Nasdaq, Finnhub, and Tiingo will all provide pricing feeds to DeFiChain, a DeFi platform based on the Bitcoin network, according to Bloomberg.
Buyers can purchase the tokenized stock in fractions
DeFiChain allows users to trade tokenized equities. That correlate to the underlying pricing of publicly traded companies like Tesla, Amazon, and Apple. The tokenized equities, like a now-retracted Binance offering earlier this year, maybe acquired in fractions. Without requiring investors to buy a complete, traditional share, which requires custody of a real share certificate.
The tokenized equities are secured by cryptocurrencies, eliminating the need for a middleman. And may also be acquired as decentralized loans. The purchase of a tokenized stock, which is available for trading 24/7, does not provide the bearer ownership of the underlying asset. But rather lets them benefit from the asset’s price changes.

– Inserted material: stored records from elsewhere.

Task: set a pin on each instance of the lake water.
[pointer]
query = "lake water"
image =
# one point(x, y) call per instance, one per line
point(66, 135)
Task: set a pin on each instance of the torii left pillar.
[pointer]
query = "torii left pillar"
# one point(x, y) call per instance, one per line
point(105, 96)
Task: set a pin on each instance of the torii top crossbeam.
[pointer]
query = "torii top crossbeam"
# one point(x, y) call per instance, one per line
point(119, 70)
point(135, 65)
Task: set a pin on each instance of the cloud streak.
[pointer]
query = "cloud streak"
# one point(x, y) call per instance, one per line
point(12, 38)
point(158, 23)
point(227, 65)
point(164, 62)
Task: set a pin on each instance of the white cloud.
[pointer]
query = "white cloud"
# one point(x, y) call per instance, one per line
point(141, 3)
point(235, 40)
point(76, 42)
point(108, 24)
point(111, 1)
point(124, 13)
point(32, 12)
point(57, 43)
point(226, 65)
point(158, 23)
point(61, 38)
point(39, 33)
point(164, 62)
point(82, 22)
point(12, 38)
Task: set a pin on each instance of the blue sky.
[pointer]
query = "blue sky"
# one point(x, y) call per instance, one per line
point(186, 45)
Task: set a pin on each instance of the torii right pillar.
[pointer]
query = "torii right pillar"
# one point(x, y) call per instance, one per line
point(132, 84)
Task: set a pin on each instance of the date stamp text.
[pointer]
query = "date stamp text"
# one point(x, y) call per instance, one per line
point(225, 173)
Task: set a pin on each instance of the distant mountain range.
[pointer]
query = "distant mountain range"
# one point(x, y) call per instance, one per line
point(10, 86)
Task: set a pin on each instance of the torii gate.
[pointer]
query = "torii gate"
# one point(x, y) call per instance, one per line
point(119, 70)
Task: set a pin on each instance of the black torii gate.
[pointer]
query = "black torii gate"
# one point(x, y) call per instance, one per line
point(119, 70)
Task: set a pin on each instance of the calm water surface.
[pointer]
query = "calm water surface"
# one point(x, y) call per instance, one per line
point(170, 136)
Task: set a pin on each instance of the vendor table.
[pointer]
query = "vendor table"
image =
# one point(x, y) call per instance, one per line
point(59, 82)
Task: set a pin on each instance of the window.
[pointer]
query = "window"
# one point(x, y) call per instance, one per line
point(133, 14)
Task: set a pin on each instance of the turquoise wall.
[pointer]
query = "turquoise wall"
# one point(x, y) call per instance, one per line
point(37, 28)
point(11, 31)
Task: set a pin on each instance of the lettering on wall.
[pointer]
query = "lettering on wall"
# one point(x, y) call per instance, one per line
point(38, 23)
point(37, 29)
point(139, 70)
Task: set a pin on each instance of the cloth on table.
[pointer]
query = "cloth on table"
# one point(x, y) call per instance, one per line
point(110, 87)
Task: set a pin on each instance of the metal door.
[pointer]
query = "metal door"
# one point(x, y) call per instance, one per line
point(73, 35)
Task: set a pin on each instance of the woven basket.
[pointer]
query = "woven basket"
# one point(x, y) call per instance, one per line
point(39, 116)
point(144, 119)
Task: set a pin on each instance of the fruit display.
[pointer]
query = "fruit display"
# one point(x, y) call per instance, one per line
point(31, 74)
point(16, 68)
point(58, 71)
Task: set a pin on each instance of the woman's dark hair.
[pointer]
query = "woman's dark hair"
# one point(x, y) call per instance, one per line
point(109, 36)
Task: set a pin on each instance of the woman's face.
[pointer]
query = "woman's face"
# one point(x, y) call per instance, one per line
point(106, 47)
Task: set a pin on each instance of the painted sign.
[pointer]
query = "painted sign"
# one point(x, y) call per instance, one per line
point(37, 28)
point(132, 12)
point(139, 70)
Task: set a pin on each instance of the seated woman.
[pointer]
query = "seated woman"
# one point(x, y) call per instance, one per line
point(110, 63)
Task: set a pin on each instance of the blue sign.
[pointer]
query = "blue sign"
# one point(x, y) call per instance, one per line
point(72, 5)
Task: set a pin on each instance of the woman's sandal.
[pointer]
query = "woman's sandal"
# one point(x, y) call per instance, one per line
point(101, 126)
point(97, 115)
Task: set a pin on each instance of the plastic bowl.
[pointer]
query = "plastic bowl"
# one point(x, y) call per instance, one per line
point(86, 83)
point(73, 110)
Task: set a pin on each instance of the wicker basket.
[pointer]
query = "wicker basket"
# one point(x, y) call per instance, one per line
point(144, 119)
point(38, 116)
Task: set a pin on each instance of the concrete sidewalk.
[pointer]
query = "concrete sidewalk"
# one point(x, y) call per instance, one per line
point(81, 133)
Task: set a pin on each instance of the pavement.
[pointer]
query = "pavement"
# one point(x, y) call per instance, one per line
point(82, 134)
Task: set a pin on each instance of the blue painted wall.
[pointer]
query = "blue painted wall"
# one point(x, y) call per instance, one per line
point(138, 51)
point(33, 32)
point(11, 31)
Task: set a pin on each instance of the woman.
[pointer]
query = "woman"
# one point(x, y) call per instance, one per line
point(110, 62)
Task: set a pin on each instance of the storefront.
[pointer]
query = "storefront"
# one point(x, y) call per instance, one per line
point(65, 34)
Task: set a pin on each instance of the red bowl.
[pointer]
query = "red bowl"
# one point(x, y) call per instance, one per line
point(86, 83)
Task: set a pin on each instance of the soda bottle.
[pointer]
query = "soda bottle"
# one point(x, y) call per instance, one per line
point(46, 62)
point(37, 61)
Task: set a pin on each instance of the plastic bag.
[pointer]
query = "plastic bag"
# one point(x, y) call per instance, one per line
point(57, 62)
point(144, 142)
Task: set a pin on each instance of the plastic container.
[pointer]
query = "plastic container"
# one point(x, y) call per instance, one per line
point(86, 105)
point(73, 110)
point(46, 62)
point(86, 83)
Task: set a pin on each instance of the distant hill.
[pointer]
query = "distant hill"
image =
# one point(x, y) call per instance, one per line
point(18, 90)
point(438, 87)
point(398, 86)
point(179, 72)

The offering compensates the frustrated individuals
DeFiChain’s decentralized stock trading system uses its own DFI token. As well as Bitcoin (BTC) and USD Coin, a stablecoin tied to the US dollar (USDC). Julian Hosp, the platform’s co-founder, stated that the “offering will open the door to many disappointed individuals by traditional markets”. Proponents like Hosp, on the other hand, will increasingly have to deal with authorities’ growing alertness towards the DeFi area.
The US SEC disclosed last week that it is investigating Uniswap, the world’s largest decentralized crypto exchange. In late July, the platform decided to remove hundreds of tokens and tokenized equities, in light of the increasing regulatory constraints.
In similar news, Binance had to suspend its highly popular stock tokens earlier that same month after falling under pressure by Hong Kong’s securities regulator and reports that European and British regulation authorities had been reviewing the offering for possible non-compliance with securities codes.